Wir dachten, dass das Gehirn alle Phasen des Sexualakts steuert, mit Ausnahme des endgültigen Ejakulationsreflexes, der im Rückenmark organisiert ist. Neue Entdeckungen bei Mäusen, die in
Nature Communications veröffentlicht wurden, zeigen im Gegenteil, dass die Rückenmarksschaltkreise kein einfaches passives Relais sind; stattdessen formen sie aktiv die sexuelle Erregung, die Paarung und schließlich die Ejakulation.
Das Rückenmark ist nicht nur ein einfacher Schalter für die Ejakulation
Das Rückenmark löst nicht nur die Ejakulation aus: Es gestaltet auch das männliche Sexualverhalten, wie eine in der Zeitschrift
Nature Communications veröffentlichte Studie zeigt.

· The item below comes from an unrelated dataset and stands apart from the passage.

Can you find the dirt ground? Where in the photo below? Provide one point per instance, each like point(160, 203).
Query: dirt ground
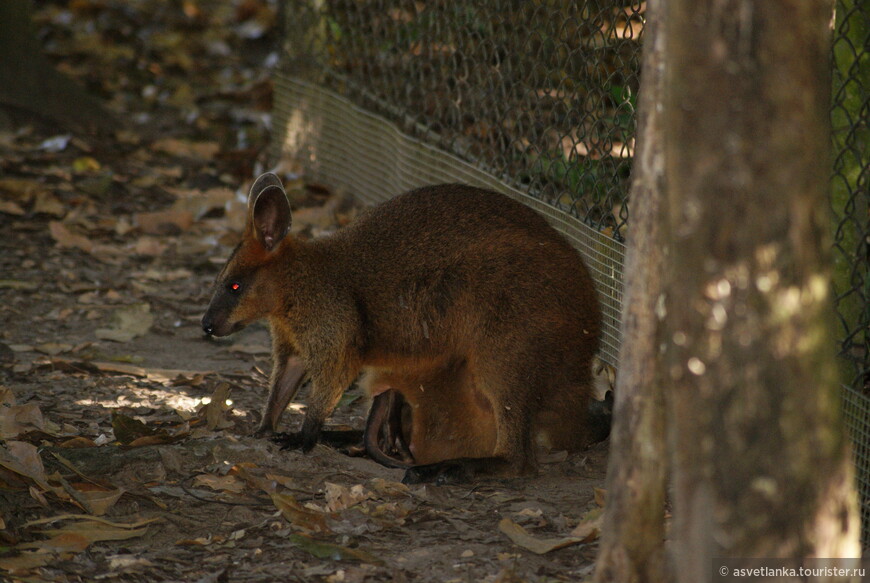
point(118, 459)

Traditionell wurde angenommen, dass das Gehirn die Erregung, das Balzverhalten und die Paarung kontrolliert, während sich das Rückenmark darauf beschränkte, die Ejakulation reflexartig auszulösen. Eine Gruppe von Wissenschaftlern zeigt dagegen bei Mäusen, dass die Schaltkreise des Rückenmarks auch an der Erregung, der Paarung und dem Rhythmus der sexuellen Kontakte beteiligt sind.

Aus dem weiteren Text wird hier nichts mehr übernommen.